BookmarkSubscribeRSS Feed
🔒 This topic is solved and locked. Need further help from the community? Please sign in and ask a new question.
taupirho
Calcite | Level 5

Hi all I'm a SAS newbie and need some help with the following issue. I'm experimenting with the md5 hash function and testing it on the sashelp.shoes dataset.

 

In a datastep, for each input  observation,  I'm creating a new variable that is a concatenation of  each field using catx with comma as the field separator. I then use that variable as input to the md5 function and sure enough I get a hash value back which I print out to the log using PUT. I repeated this for each input line.
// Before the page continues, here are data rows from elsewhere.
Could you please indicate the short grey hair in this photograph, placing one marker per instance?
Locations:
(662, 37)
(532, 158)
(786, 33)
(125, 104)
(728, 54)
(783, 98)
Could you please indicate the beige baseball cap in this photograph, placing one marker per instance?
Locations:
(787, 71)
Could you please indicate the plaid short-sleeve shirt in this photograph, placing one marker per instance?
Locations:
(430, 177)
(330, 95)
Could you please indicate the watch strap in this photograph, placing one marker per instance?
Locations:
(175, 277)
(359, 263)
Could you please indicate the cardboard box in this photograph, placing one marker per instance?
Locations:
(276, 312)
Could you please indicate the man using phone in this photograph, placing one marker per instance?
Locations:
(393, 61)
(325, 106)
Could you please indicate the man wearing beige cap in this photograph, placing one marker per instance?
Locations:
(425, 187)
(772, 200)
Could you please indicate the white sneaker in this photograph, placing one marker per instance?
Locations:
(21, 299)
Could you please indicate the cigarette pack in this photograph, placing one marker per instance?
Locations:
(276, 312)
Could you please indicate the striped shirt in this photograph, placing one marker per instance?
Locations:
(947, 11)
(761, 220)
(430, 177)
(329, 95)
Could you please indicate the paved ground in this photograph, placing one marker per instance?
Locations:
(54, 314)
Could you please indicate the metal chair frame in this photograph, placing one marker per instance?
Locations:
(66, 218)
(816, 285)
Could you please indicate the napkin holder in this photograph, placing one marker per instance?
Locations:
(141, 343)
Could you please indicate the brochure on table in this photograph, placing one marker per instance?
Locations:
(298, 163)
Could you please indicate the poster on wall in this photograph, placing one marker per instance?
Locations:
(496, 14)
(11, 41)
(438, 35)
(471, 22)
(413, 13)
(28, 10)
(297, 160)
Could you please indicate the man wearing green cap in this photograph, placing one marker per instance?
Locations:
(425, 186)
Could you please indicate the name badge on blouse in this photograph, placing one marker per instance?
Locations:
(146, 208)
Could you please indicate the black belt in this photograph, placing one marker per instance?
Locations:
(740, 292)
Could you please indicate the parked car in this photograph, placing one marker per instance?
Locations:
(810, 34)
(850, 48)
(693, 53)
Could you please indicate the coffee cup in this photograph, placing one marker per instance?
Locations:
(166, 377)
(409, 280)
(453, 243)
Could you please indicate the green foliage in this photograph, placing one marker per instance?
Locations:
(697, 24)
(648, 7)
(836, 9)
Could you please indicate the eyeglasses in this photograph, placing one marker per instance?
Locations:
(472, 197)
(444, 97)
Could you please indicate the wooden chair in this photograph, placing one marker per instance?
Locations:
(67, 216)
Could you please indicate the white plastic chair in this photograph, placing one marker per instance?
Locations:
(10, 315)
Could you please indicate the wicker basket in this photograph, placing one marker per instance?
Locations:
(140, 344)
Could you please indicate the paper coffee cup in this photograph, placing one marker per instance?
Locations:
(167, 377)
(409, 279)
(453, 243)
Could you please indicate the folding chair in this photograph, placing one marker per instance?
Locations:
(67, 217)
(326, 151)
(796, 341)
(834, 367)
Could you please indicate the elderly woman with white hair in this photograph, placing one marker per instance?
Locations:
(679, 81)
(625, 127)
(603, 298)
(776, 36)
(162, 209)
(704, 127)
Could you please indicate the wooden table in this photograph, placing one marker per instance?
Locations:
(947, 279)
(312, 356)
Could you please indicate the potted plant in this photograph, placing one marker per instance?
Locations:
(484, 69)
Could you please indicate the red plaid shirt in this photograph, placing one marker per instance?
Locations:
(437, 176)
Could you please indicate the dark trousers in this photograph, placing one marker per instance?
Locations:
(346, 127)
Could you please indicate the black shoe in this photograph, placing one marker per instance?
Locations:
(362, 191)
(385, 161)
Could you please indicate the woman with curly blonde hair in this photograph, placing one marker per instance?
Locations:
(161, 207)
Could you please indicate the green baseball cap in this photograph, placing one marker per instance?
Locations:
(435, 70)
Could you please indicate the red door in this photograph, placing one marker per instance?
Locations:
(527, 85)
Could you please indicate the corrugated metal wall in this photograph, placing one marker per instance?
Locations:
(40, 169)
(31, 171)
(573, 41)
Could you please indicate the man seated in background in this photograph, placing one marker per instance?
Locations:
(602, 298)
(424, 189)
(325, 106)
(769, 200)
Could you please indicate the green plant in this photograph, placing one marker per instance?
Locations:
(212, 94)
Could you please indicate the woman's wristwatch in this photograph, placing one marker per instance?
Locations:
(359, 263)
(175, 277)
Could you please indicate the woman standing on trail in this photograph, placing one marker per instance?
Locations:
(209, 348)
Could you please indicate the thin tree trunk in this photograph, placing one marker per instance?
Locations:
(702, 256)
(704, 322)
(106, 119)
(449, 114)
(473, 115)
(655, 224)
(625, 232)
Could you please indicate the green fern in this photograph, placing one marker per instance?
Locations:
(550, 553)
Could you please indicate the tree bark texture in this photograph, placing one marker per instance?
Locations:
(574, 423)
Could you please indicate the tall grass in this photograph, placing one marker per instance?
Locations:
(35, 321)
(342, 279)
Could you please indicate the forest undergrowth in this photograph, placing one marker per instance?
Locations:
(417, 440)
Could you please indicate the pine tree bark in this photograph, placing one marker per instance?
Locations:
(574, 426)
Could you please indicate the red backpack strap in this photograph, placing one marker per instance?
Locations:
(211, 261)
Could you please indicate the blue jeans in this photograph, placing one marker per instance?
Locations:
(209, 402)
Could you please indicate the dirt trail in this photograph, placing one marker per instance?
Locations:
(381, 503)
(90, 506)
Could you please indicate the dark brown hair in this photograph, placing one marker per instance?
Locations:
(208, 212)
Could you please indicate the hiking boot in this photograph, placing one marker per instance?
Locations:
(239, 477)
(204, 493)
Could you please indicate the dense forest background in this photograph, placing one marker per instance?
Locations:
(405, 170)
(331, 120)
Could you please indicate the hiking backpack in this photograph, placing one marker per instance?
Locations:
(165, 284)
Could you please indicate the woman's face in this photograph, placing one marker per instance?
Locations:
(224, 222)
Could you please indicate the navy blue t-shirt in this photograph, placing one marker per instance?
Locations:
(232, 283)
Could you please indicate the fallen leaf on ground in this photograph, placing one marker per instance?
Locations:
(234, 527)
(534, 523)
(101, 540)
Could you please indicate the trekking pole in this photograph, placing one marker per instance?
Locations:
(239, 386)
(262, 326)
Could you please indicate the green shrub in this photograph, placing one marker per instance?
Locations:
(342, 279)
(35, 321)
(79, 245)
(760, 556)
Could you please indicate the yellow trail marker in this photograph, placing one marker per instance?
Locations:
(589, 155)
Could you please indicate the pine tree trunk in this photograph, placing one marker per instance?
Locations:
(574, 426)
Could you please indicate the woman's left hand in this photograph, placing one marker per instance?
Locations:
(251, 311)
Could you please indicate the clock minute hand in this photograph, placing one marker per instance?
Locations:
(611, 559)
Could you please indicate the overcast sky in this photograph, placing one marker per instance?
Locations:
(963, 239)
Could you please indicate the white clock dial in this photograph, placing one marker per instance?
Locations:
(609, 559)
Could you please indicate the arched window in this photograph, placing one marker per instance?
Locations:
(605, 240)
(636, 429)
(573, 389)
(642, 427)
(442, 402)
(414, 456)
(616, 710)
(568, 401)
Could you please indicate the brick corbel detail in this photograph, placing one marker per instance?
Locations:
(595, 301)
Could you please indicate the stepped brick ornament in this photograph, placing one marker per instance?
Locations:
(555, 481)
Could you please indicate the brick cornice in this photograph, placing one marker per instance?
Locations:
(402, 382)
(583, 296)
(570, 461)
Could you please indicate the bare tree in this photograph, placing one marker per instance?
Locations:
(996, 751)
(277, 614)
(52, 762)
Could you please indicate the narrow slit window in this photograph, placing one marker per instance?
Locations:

However I then exported the shoes dataset to a CSV text  file.  The export enclosed the fields in double quotes and included $ and commas for the currency fields which I removed manually from the CSV file. So visually the the lines of the CSV looked exactly like the lines output from SAS. Next I wrote a little python script to read each line of the CSV  text file and calculate a md5 hash for that. Unfortunately none of the hashes for the CSV file matched the hashes from SAS. Has anybody done something similar and if so can you tell me where I'm going wrong. I know the python code is correct as I checked the results using the built-in md5 checker in windows.

 

When  I get into work again tomorrow I'll post some of the code I'm using if that helps. Meanwhile if anyone can help that would be appreciated

 

I'm using enterprise guide V4.2 I think

1 ACCEPTED SOLUTION

Accepted Solutions
ScottBass
Rhodochrosite | Level 12

Simplify and ensure that SAS and Python MD5 functions return the same results (AFAIK they should but you seem to be wanting to verify that):

 

data test;
   set sashelp.class (keep=name);
   hash1=md5(name);
   hash2=md5(strip(name));

   hash1x=put(hash1,hex32.);
   hash2x=put(hash2,hex32.);
run;

Also note that SAS variables are padded with spaces to the length of the variable.  Note the difference between md5(var) vs. md5(strip(var)).

 

Get SAS and Python to generate the same MD5 result for "Alfred", "Alice", "Bob", etc, then add complexity (concatenated columns) to the mix.

 

I don't know if this will help with your export issues?  https://github.com/scottbass/SAS/blob/master/Macro/export.sas


Please post your question as a self-contained data step in the form of "have" (source) and "want" (desired results).
I won't contribute to your post if I can't cut-and-paste your syntactically correct code into SAS.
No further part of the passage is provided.